Das Rad neu erfinden

Interview mit DI Dr. Umut Cakmak, Geschäftsführer der Plastic Innovation GmbH und Forscher am Institute of Polymer Product Engineering an der JKU Linz

Fahrrad der Zukunft
Fahrrad der Zukunft © ENGEL
DI Dr. Umut Cakmak informiert über das Fahrrad der Zukunft
DI Dr. Umut Cakmak informiert über das Fahrrad der Zukunft © Plastic Innovation

23.03.2022

Das Fahrrad der Zukunft wird im Spritzgussverfahren erzeugt: Das Geschäftsmodell der Plastic Innovation GmbH basiert auf Engineering und Umsätzen mit Lizenzvergabe. Damit ein hochwertiger Fahrradrahmen in wenigen Minuten hergestellt werden kann, bietet das Unternehmen seinen Kunden auch das erforderliche Know-how an.

Sie haben „ökologische“ Fahrradrahmen erfunden – was ist Stand der Dinge und wie sehen Sie die Verbindung von Design, Material und Prozessen für neue Produkte?

Fahrradrahmen aus Kunststoff statt aus Stahl oder Aluminium können das Treibhauspotenzial senken. Genau das setzen wir in der Plastic Innovation in die Praxis um. Beim Fahrradrahmen ermöglicht der Wasserinnendruck-Spritzguss die Realisierung von hohlen Querschnitten, um das beste Verhältnis von Steifigkeit zu Masse in der Massenproduktion zu erhalten. Gearbeitet wird mit kurzfaserverstärktem Kunststoff. Hier verwenden wir aufbereitete Carbonfasern – nämlich ICF-Compounds von Akro-Plastics. Die gesamte Rahmenstruktur kann in einem Produktionszyklus hergestellt werden und ermöglicht durch den Gießvorgang höheren Designfreiraum und Funktionsintegration. Zudem ist lokale Produktion für den lokalen Markt durch den hohen Automatisierungsgrad möglich. Das reduziert Transportwege und durch die Verwendung eines bestimmten thermoplastischen Kunststoffs kann der Fahrradrahmen wie der mechanisch rezykliert werden. Der Forschungsaspekt umfasst die Verbesserung von digitalen Produktentwicklungsmethoden wie Berechnungsmodellen, Materialmodellen sowie verarbeitungsgerechten Auslegungskonzepten.
 

Von der Forschung zum Start-up: Was sind entscheidende Faktoren, um den Sprung zu schaffen?

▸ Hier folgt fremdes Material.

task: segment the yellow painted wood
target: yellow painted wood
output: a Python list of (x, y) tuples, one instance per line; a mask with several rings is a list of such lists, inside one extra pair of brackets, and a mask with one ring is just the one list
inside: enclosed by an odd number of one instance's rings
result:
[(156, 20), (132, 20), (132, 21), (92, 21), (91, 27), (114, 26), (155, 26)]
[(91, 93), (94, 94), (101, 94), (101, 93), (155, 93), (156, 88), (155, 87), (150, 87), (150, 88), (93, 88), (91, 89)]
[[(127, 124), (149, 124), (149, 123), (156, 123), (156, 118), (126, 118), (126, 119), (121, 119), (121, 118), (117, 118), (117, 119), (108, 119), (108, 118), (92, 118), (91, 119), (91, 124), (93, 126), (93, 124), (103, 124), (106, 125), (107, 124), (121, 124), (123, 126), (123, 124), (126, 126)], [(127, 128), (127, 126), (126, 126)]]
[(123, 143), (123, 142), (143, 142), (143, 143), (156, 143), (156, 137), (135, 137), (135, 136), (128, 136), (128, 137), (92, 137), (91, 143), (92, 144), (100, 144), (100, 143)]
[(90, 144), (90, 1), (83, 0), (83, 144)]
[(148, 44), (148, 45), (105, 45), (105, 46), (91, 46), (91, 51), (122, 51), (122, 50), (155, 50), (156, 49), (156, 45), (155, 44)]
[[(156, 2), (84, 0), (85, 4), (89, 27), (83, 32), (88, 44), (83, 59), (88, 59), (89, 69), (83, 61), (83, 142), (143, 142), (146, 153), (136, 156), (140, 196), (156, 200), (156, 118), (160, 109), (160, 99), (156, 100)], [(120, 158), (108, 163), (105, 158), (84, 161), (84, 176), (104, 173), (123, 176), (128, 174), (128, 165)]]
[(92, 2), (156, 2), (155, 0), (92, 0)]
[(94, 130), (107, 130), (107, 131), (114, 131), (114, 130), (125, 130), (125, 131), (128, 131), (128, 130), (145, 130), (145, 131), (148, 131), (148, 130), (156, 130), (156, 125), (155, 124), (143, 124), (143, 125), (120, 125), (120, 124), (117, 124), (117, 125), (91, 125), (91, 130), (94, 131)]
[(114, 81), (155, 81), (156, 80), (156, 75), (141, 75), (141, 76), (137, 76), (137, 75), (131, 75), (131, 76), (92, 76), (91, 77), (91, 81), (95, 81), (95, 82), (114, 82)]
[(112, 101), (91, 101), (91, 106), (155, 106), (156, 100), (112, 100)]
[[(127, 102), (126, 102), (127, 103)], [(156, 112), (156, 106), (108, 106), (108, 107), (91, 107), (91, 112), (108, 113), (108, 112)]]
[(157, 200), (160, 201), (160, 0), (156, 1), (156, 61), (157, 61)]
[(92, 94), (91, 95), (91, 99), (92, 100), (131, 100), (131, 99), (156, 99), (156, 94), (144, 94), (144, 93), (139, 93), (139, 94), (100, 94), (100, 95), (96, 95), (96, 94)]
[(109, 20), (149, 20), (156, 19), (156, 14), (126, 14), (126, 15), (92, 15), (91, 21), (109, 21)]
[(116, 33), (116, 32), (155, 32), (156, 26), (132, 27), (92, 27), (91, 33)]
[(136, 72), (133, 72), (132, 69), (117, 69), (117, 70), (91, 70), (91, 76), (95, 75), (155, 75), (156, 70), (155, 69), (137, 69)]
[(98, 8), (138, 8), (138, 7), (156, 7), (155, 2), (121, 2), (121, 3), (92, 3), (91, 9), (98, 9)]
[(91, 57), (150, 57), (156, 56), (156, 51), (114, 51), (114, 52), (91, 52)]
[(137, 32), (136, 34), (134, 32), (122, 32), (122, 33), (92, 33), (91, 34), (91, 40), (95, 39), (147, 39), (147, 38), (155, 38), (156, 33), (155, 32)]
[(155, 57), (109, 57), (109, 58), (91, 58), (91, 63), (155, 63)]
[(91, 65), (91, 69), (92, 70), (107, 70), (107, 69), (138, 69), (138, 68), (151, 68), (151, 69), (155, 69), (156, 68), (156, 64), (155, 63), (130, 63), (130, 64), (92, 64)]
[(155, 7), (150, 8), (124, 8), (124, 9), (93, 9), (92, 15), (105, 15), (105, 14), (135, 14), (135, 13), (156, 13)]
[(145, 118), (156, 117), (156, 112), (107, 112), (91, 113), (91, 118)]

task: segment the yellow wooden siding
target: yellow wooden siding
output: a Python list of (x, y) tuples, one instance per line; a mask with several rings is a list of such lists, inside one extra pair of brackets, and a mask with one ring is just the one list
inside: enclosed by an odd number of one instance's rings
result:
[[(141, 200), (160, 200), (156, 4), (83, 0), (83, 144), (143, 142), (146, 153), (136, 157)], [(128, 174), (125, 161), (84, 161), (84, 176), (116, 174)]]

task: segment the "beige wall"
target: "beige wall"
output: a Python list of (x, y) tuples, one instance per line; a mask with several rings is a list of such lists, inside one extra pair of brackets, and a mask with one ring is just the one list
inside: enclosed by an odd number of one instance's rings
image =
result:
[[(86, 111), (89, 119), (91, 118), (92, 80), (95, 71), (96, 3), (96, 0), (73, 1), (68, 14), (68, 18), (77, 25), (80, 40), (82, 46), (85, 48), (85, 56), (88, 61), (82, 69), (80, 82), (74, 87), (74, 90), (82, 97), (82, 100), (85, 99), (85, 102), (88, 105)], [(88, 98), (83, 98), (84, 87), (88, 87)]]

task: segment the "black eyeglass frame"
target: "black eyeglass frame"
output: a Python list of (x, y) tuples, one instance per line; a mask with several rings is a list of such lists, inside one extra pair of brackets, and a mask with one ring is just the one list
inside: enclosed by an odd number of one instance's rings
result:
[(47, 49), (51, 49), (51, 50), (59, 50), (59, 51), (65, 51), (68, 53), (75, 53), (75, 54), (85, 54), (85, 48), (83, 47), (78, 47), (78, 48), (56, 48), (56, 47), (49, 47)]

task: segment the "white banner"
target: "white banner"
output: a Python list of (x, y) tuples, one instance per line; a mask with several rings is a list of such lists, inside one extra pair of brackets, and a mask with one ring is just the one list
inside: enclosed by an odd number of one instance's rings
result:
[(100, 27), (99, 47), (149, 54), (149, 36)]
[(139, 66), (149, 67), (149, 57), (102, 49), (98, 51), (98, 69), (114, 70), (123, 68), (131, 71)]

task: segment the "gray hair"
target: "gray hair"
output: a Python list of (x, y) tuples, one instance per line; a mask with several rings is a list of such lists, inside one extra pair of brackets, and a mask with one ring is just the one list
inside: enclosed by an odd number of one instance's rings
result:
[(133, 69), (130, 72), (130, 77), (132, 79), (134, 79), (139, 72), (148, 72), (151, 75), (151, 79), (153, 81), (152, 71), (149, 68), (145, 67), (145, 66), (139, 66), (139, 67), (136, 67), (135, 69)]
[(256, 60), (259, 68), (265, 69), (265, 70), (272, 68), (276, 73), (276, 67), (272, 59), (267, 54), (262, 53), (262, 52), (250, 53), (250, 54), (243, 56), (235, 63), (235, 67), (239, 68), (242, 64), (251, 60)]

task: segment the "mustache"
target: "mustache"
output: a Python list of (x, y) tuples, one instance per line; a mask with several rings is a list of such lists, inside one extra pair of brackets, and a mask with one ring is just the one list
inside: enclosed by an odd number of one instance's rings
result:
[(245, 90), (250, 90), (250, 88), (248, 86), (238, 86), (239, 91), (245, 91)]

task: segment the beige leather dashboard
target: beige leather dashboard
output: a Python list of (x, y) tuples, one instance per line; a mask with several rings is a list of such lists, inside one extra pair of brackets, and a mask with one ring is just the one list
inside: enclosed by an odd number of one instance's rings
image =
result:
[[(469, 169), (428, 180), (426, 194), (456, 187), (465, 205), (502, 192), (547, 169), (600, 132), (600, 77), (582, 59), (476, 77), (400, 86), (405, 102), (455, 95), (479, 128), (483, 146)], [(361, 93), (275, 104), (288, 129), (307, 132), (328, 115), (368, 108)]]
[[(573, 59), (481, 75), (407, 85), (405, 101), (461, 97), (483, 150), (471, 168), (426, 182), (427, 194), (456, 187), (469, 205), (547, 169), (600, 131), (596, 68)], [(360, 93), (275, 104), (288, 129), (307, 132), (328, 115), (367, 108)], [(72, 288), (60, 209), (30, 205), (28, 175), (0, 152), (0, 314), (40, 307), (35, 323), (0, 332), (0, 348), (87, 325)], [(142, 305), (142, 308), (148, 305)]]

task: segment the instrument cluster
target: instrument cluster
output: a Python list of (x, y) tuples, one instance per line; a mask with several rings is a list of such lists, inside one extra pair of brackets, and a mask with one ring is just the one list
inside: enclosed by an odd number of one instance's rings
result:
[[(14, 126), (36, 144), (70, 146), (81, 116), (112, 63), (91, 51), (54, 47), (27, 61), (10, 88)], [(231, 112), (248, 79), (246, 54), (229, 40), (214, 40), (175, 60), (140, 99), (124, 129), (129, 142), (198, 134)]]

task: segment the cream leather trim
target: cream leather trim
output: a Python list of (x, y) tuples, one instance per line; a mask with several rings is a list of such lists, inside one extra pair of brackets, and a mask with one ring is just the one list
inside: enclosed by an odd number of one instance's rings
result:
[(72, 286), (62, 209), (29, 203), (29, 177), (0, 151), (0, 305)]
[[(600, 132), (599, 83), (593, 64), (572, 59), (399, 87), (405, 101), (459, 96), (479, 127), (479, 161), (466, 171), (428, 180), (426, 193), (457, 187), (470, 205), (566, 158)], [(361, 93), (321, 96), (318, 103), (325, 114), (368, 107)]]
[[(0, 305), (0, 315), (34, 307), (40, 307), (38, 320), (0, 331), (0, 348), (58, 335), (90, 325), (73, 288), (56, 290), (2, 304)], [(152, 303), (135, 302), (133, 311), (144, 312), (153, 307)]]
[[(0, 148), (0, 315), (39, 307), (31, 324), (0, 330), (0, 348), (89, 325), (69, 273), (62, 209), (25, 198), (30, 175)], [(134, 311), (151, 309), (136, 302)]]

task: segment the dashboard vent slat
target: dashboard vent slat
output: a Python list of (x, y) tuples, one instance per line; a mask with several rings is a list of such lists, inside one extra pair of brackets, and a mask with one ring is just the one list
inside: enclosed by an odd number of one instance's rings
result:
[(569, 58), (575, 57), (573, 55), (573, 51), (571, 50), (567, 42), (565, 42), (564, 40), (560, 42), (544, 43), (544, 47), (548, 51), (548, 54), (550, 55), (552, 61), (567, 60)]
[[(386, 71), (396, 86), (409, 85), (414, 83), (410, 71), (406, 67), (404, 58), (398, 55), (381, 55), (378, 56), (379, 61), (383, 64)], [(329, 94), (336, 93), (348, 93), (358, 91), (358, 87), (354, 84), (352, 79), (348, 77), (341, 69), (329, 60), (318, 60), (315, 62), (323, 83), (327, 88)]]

In der Kunststofftechnik und speziell in der Produktion von Bauteilen ist es wesentlich, über Partner oder Universitäten den Zugang zu notwendigen Technologien zu erhalten. Die Produktentwicklungsphasen vom Konzept über Design und Produktauslegung bis hin zur Produktherstellung sind sehr zeit- und kostenintensiv. Über digitale Produktentwicklung können viele Aspekte der strukturellen und produktionsrelevanten Anforderungen überprüft und Lösungen erarbeitet werden. In der Produktproduktion ist die schnelle Umsetzung eines „Minimum Viable Products“ und dessen experimentelle Validierung entscheidend, um die Rückschlüsse für eine verbesserte Produktentwicklung zu nutzen.
 

Hochleistungskunststoffe oder technische Thermoplaste – was sind die Trends bei Materialentwicklung in der Mobilität?

Jeder Werkstoff kann je nach ökologischen, wirtschaftlichen und technischen Anforderungen ersetzt werden. Unsere Aufgabe ist, das Anforderungsprofil zu hinterfragen und alternative Lösungen zu erarbeiten. Falls diese Lösungen in der Bewertung einen günstigeren Effekt für Mensch und Umwelt haben, müssen die Materialsubstitutionen umgesetzt werden. Wir müssen unsere begrenzten Ressourcen so effizient wie möglich einsetzen.